Stakes for the week ahead
For Portugal, a win against Uzbekistan effectively seals progression from Group F and preserves squad rotation options for the final group match. A draw or a loss leaves the group open and forces Santos's successors into a more difficult third fixture.
For Norway, the calculus is sharper. A win against Senegal would be the biggest result of Solbakken's tenure and would put Norway in pole position to advance from a group that also contains France and a CONCACAF qualifier. A loss, against a Senegal side with Sadio Mané still capable of carrying a match, would leave Norway reliant on goal difference or the final fixture to stay alive.

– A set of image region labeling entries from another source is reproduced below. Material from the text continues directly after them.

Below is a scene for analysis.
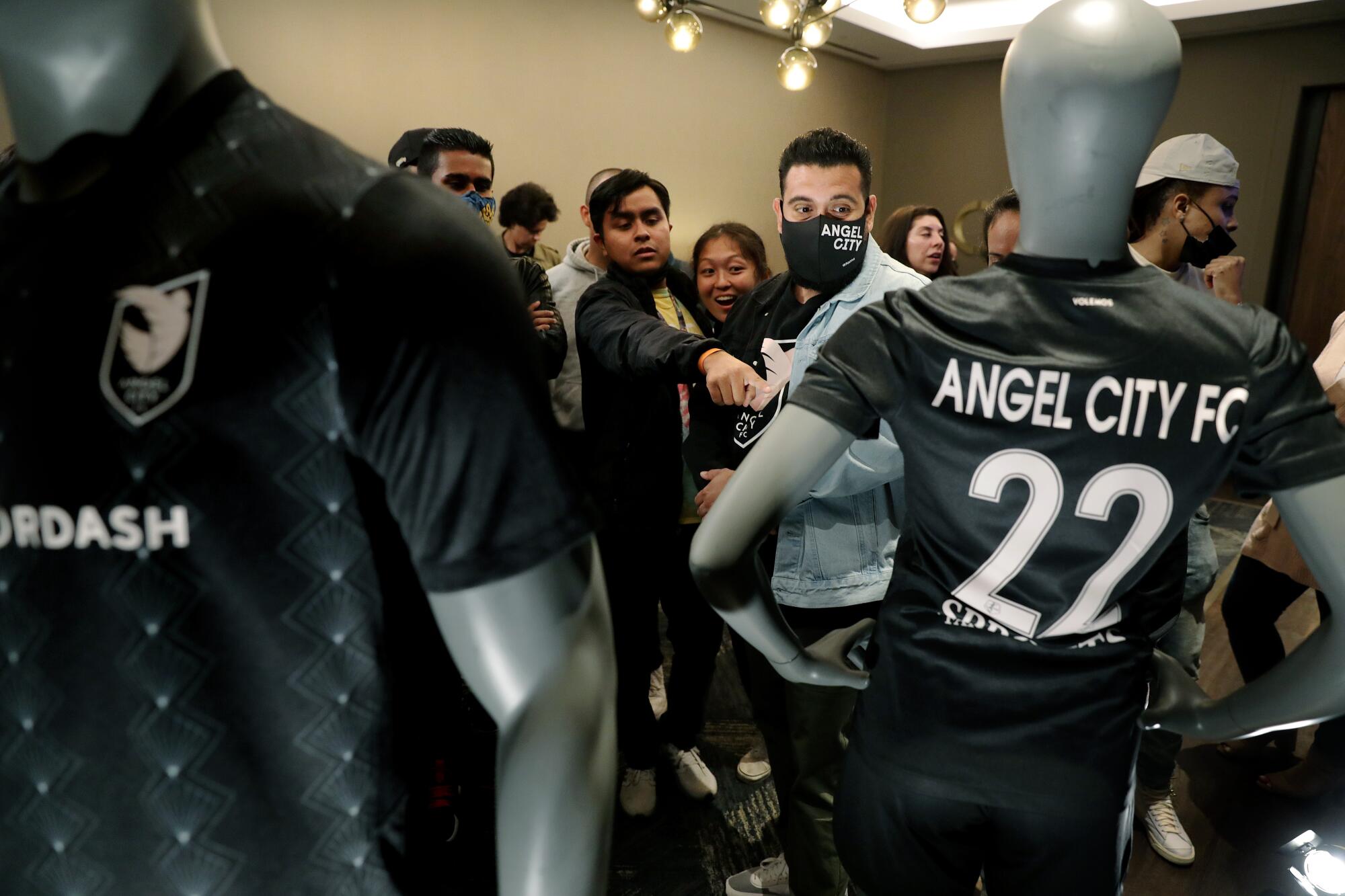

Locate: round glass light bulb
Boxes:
[799,7,831,50]
[907,0,948,24]
[635,0,668,22]
[1303,849,1345,893]
[757,0,799,31]
[776,46,818,90]
[663,9,705,52]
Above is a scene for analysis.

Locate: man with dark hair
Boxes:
[576,169,765,815]
[1126,133,1247,305]
[417,128,495,212]
[1126,133,1244,865]
[404,128,566,379]
[674,128,929,896]
[499,183,561,268]
[981,187,1020,265]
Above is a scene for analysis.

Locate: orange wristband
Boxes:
[695,348,724,376]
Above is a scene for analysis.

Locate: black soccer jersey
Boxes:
[0,73,588,896]
[792,254,1345,811]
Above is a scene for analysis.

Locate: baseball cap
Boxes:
[1135,133,1241,187]
[387,128,433,168]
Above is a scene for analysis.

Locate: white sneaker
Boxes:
[621,768,655,815]
[724,856,794,896]
[738,737,771,784]
[1145,794,1196,865]
[663,744,720,799]
[650,666,668,719]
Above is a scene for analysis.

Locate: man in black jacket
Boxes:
[576,169,767,815]
[404,128,566,379]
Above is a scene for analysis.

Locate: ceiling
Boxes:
[697,0,1345,70]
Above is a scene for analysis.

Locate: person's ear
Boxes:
[1173,192,1190,220]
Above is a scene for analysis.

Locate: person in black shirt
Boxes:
[499,183,562,270]
[691,0,1345,896]
[0,0,615,896]
[683,128,927,896]
[576,169,765,815]
[417,128,566,379]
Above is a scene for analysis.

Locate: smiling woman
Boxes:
[691,222,771,324]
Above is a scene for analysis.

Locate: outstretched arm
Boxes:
[429,538,616,896]
[691,405,872,688]
[1145,477,1345,740]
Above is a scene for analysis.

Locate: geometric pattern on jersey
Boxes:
[0,80,405,896]
[108,551,245,896]
[791,255,1345,814]
[274,312,395,896]
[0,551,112,896]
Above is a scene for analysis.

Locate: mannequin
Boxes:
[0,0,616,896]
[691,0,1345,896]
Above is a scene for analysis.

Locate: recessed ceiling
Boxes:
[698,0,1345,69]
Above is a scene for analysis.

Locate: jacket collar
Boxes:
[831,233,888,301]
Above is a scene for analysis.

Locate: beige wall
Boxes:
[215,0,885,266]
[0,0,885,269]
[0,7,1345,294]
[878,23,1345,296]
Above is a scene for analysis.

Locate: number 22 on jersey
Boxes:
[952,448,1173,638]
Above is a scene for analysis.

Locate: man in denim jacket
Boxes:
[683,128,928,896]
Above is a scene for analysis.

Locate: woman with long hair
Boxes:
[878,206,958,280]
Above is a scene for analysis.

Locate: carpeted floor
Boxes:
[609,501,1318,896]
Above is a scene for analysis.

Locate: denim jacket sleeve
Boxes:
[808,421,907,498]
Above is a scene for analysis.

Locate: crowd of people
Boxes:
[389,120,1345,896]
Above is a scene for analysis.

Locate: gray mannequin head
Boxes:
[999,0,1181,263]
[0,0,227,163]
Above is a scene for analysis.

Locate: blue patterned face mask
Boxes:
[463,190,495,223]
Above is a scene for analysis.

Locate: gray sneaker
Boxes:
[724,856,794,896]
[1145,792,1196,865]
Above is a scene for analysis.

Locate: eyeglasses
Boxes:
[444,173,492,192]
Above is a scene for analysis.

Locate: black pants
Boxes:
[837,754,1134,896]
[599,525,724,768]
[734,602,880,896]
[1224,557,1345,766]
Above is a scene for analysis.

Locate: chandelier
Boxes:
[635,0,947,90]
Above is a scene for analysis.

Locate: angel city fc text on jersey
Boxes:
[931,358,1248,444]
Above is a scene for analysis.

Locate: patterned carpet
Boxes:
[608,501,1259,896]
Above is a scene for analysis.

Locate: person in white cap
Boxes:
[1127,133,1244,865]
[1126,133,1245,305]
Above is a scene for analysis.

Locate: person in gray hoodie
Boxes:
[546,168,621,470]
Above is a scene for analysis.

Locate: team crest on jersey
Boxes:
[100,269,210,426]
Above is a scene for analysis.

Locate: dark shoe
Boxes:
[1256,749,1345,799]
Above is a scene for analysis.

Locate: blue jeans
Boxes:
[1135,505,1219,792]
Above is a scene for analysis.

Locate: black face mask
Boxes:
[780,215,869,292]
[1178,202,1237,268]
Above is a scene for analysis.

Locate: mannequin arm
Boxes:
[691,405,872,688]
[1145,477,1345,740]
[429,538,616,896]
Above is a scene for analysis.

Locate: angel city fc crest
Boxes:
[100,270,210,426]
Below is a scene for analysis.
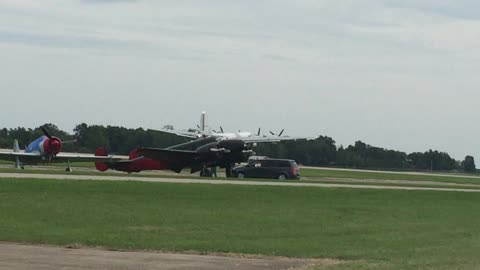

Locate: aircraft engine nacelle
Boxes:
[218,140,245,152]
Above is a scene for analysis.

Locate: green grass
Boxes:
[0,179,480,269]
[300,168,480,184]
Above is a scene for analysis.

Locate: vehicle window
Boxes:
[261,160,272,167]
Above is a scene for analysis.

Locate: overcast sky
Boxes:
[0,0,480,161]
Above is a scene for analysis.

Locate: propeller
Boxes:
[40,127,53,139]
[40,126,67,163]
[269,129,285,137]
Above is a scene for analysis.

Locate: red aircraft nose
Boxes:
[43,137,62,155]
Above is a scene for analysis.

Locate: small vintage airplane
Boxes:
[0,127,126,171]
[95,112,308,177]
[95,137,253,177]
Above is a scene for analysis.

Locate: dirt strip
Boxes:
[0,243,340,270]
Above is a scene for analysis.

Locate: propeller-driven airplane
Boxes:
[95,137,253,177]
[158,112,300,143]
[95,112,307,177]
[0,127,122,171]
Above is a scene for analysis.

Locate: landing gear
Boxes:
[225,164,234,178]
[15,157,24,170]
[200,167,213,177]
[65,160,73,172]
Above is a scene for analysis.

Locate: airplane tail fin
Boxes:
[13,139,20,153]
[95,147,108,172]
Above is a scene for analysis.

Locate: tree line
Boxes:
[0,123,477,173]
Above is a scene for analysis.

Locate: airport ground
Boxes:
[0,163,480,269]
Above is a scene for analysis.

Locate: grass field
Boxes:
[0,179,480,269]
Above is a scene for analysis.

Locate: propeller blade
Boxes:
[40,127,52,139]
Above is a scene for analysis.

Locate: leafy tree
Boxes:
[462,156,477,173]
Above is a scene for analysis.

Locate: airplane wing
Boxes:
[237,136,311,143]
[137,147,198,163]
[0,151,42,161]
[53,152,128,162]
[0,151,128,164]
[155,129,202,139]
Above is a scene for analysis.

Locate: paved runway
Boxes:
[0,173,480,193]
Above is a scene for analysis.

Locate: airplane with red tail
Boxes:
[0,127,125,171]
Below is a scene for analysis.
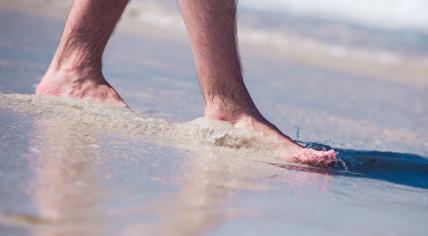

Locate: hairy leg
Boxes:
[36,0,128,106]
[180,0,335,164]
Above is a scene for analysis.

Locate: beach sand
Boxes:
[0,0,428,235]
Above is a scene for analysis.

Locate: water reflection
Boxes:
[30,119,103,236]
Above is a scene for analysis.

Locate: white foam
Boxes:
[0,94,278,157]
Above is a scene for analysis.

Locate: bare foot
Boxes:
[205,97,336,167]
[36,70,127,107]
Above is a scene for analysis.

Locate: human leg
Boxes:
[36,0,128,106]
[179,0,335,164]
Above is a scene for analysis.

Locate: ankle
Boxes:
[204,97,261,123]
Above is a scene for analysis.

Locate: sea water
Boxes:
[0,1,428,235]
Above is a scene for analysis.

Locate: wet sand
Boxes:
[0,1,428,235]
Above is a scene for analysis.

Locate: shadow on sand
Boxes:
[270,143,428,189]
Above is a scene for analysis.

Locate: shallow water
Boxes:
[0,5,428,235]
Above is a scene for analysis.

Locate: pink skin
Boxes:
[36,0,335,166]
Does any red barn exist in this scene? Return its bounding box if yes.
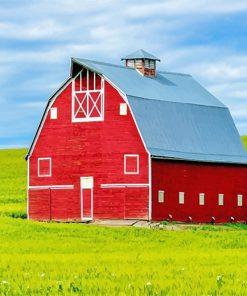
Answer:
[26,50,247,222]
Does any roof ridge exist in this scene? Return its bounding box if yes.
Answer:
[72,58,129,70]
[157,70,192,77]
[126,93,229,110]
[148,147,247,159]
[72,57,192,77]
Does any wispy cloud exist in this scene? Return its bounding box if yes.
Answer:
[0,0,247,146]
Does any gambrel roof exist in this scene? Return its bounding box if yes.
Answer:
[27,58,247,164]
[72,58,247,164]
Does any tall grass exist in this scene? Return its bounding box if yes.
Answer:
[0,143,247,295]
[0,218,247,295]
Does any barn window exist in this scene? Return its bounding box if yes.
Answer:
[144,60,155,69]
[178,192,184,205]
[238,194,243,207]
[119,103,127,115]
[127,60,135,68]
[158,190,165,203]
[38,157,51,177]
[199,193,205,206]
[124,154,139,175]
[50,107,57,119]
[72,69,104,122]
[218,193,224,206]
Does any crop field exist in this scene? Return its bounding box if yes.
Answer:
[0,145,247,295]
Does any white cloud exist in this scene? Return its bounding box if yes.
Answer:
[0,0,247,147]
[125,0,247,17]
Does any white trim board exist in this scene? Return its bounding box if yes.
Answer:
[100,183,149,189]
[28,185,74,190]
[80,176,94,221]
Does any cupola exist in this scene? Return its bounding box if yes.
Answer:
[121,49,160,77]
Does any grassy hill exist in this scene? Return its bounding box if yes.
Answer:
[0,143,247,296]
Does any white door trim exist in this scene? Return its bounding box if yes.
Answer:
[80,176,94,221]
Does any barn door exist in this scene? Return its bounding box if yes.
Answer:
[81,177,93,220]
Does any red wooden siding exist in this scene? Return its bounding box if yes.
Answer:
[29,70,149,220]
[152,160,247,222]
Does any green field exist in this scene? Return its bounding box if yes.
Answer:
[0,143,247,295]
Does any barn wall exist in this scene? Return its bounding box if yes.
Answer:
[152,160,247,222]
[29,75,149,220]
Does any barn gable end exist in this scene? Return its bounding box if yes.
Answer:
[29,65,149,220]
[27,50,247,222]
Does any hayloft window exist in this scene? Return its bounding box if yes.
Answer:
[199,193,205,206]
[124,154,139,175]
[158,190,165,203]
[127,60,135,68]
[178,192,184,205]
[38,157,51,177]
[144,60,155,69]
[119,103,127,115]
[72,69,104,122]
[238,194,243,207]
[218,193,224,206]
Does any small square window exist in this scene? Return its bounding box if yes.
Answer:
[199,193,205,206]
[238,194,243,207]
[218,193,224,206]
[38,157,51,177]
[158,190,165,203]
[119,103,127,115]
[178,192,184,205]
[124,154,139,175]
[50,107,57,119]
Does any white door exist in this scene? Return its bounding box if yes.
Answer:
[80,177,94,220]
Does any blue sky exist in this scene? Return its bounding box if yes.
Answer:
[0,0,247,148]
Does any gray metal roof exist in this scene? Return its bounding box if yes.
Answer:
[121,49,160,61]
[72,58,247,164]
[72,59,224,107]
[128,96,247,163]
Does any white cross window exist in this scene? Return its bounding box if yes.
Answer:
[72,69,104,122]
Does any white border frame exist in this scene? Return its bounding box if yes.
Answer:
[124,154,140,175]
[38,157,52,177]
[80,176,94,221]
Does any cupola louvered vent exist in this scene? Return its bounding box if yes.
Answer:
[122,49,160,77]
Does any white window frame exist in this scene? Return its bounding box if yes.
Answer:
[71,69,105,122]
[119,103,127,116]
[38,157,52,177]
[218,193,224,206]
[124,154,140,175]
[50,107,57,119]
[178,192,185,205]
[199,193,205,206]
[158,190,165,203]
[238,194,243,207]
[81,177,94,189]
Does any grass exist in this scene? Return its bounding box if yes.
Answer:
[0,142,247,295]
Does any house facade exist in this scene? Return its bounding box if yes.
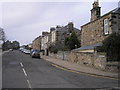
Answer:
[41,32,51,55]
[32,36,42,50]
[81,1,120,46]
[51,22,81,46]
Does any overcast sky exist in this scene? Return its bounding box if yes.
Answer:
[0,0,119,45]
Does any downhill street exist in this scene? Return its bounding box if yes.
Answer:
[2,50,118,88]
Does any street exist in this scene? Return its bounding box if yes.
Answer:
[2,50,118,88]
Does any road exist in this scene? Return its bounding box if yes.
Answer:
[2,50,118,88]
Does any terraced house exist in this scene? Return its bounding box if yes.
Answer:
[79,1,120,51]
[51,22,81,46]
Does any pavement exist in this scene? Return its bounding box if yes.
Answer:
[41,55,118,79]
[2,50,120,90]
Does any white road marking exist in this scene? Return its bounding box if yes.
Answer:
[27,80,32,88]
[20,62,33,90]
[22,68,27,76]
[20,62,24,67]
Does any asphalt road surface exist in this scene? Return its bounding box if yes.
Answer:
[2,50,118,88]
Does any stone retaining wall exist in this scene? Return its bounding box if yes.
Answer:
[49,51,106,70]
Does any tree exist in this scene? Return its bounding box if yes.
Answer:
[65,31,80,50]
[99,33,120,61]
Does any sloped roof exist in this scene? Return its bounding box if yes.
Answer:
[72,43,102,51]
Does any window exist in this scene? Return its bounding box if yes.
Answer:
[104,19,108,35]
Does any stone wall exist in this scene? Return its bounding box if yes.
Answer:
[49,51,106,70]
[81,14,111,46]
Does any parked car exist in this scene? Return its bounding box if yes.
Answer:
[30,49,40,58]
[23,49,30,54]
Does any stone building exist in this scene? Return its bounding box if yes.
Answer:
[0,28,5,49]
[41,32,51,56]
[81,1,120,46]
[32,36,42,50]
[51,22,80,46]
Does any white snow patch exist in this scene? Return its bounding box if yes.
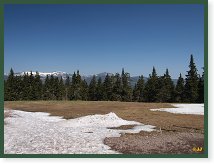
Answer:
[4,110,154,154]
[150,104,204,115]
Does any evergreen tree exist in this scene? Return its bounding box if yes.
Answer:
[65,76,71,100]
[68,72,76,100]
[121,68,132,101]
[81,80,88,101]
[58,76,66,100]
[157,69,174,102]
[74,70,82,100]
[112,73,122,101]
[88,75,97,101]
[185,55,198,103]
[133,76,144,102]
[34,72,42,100]
[96,77,104,101]
[103,74,113,101]
[197,69,204,103]
[143,67,160,102]
[43,75,51,100]
[5,68,17,101]
[175,73,184,102]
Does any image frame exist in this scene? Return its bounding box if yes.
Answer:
[0,0,208,158]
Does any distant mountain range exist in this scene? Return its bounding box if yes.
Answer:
[4,71,177,86]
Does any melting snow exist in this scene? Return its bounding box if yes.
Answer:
[4,110,154,154]
[150,104,204,115]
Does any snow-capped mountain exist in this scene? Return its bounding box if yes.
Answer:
[14,71,69,79]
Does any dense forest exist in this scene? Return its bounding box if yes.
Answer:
[4,55,204,103]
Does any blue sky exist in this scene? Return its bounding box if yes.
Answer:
[4,4,204,78]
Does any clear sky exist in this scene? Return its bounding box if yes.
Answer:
[4,4,204,78]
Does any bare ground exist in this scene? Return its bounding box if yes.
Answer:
[5,101,204,154]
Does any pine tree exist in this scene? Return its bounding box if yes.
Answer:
[133,76,144,102]
[157,69,174,102]
[112,73,122,101]
[34,72,42,100]
[88,75,97,101]
[81,80,88,101]
[175,73,184,102]
[185,55,198,103]
[197,68,204,103]
[68,72,76,100]
[121,68,132,101]
[5,68,17,101]
[43,75,51,100]
[103,74,113,101]
[96,77,104,101]
[65,76,71,100]
[58,76,65,100]
[74,70,82,100]
[143,67,160,102]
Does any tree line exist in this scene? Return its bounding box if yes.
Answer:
[4,55,204,103]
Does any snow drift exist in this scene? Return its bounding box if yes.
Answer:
[4,110,154,154]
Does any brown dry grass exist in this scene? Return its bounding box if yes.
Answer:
[4,101,204,131]
[5,101,204,154]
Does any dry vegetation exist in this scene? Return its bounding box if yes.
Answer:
[5,101,204,154]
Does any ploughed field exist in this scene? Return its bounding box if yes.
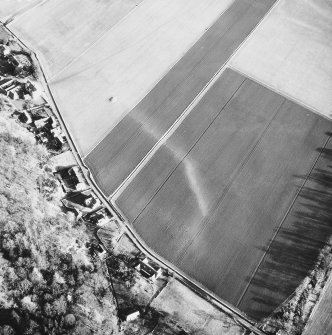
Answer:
[6,0,332,320]
[116,69,332,319]
[85,0,275,195]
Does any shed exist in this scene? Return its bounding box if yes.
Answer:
[137,257,162,281]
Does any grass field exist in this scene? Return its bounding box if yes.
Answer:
[9,0,143,78]
[231,0,332,117]
[151,280,243,335]
[0,0,43,23]
[86,0,274,195]
[10,0,237,156]
[303,275,332,335]
[116,70,332,319]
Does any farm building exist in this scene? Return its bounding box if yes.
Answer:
[61,189,101,218]
[136,257,162,281]
[54,165,87,192]
[83,207,112,226]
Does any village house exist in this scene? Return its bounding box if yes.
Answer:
[83,207,112,226]
[119,307,140,321]
[18,110,33,125]
[61,189,101,219]
[53,165,87,192]
[136,257,162,281]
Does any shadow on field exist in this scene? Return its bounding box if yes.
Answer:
[239,144,332,320]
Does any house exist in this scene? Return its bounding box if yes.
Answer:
[119,306,140,321]
[18,110,33,125]
[35,116,54,129]
[12,54,31,68]
[126,311,139,321]
[0,78,14,95]
[94,244,107,260]
[51,127,67,144]
[61,189,101,219]
[83,207,112,226]
[0,44,10,57]
[53,165,87,192]
[136,257,162,281]
[5,85,20,100]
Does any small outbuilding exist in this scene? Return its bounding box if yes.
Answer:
[54,165,87,192]
[136,257,162,281]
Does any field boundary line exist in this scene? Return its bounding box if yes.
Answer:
[229,64,331,121]
[235,135,331,307]
[3,0,49,26]
[111,0,282,199]
[175,96,285,261]
[1,22,266,335]
[83,0,241,159]
[131,79,245,225]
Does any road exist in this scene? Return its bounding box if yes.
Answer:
[0,23,265,335]
[84,0,274,196]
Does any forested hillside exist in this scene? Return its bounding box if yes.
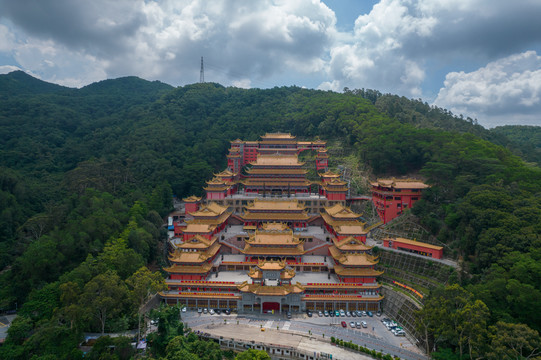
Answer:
[0,72,541,359]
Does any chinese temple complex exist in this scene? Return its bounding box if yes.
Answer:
[371,179,428,224]
[161,133,426,312]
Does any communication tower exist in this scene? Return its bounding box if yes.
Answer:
[199,56,205,83]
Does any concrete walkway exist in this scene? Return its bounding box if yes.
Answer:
[193,323,372,360]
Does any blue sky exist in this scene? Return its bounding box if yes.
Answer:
[0,0,541,127]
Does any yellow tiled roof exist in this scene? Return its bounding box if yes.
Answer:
[238,282,304,296]
[384,238,443,250]
[333,225,367,235]
[163,263,212,274]
[242,178,311,187]
[370,178,430,189]
[334,264,383,276]
[329,245,379,266]
[189,202,227,217]
[319,170,340,178]
[183,223,216,234]
[261,133,295,139]
[320,212,365,227]
[325,204,361,219]
[169,242,222,264]
[246,230,301,245]
[246,168,308,175]
[332,236,373,251]
[301,294,384,302]
[240,211,310,222]
[241,244,306,256]
[246,199,305,211]
[261,222,289,231]
[257,260,286,270]
[251,154,304,167]
[173,234,217,249]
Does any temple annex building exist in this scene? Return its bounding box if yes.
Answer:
[160,133,423,312]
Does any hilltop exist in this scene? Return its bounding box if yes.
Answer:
[0,72,541,358]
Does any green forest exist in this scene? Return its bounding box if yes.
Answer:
[0,72,541,359]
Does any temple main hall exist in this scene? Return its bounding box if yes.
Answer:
[160,133,426,313]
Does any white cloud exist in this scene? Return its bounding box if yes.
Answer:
[0,65,22,74]
[0,0,541,126]
[320,0,436,97]
[434,51,541,127]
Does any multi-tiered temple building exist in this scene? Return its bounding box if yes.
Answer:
[161,133,426,312]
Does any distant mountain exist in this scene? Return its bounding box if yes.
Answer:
[490,125,541,165]
[0,71,72,96]
[78,76,173,96]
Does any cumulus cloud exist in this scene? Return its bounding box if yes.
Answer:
[0,65,22,74]
[435,51,541,127]
[320,0,541,97]
[0,0,541,127]
[0,0,336,85]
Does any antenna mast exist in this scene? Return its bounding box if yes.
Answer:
[199,56,205,83]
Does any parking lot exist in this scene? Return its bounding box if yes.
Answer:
[183,311,425,359]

The betting market, as Green frames it through SportsLine, sees both European sides as likely winners — but the spread on Norway-Senegal is narrow enough that the model treats the match as a coin-flip adjusted for Haaland. That is a more honest read of the football than the broadcast billing suggests.
What remains uncertain
The available reporting does not specify injury status for either Ronaldo or Haaland beyond their expected starting roles, and lineup confirmation typically arrives within 90 minutes of kickoff. The weather forecast for the host cities, the match officials and the announced squads will be the variables that move the line most sharply in the final hours before each fixture.
There is also a question that the betting markets are not built to answer. The expanded format produces more matches, more goals in aggregate, and more late-game scenarios in which rotation and squad management override result-maximisation. How that plays out across a 48-team tournament is genuinely new ground, and the early tournament record — including Green's 18-8 run — is a small sample on which to rest any structural conclusion.
— Monexus framed this as a fixture-and-markets piece rather than a celebrity-profile piece, on the view that the spread between Ronaldo's billing and the actual competitive gap is the more durable story.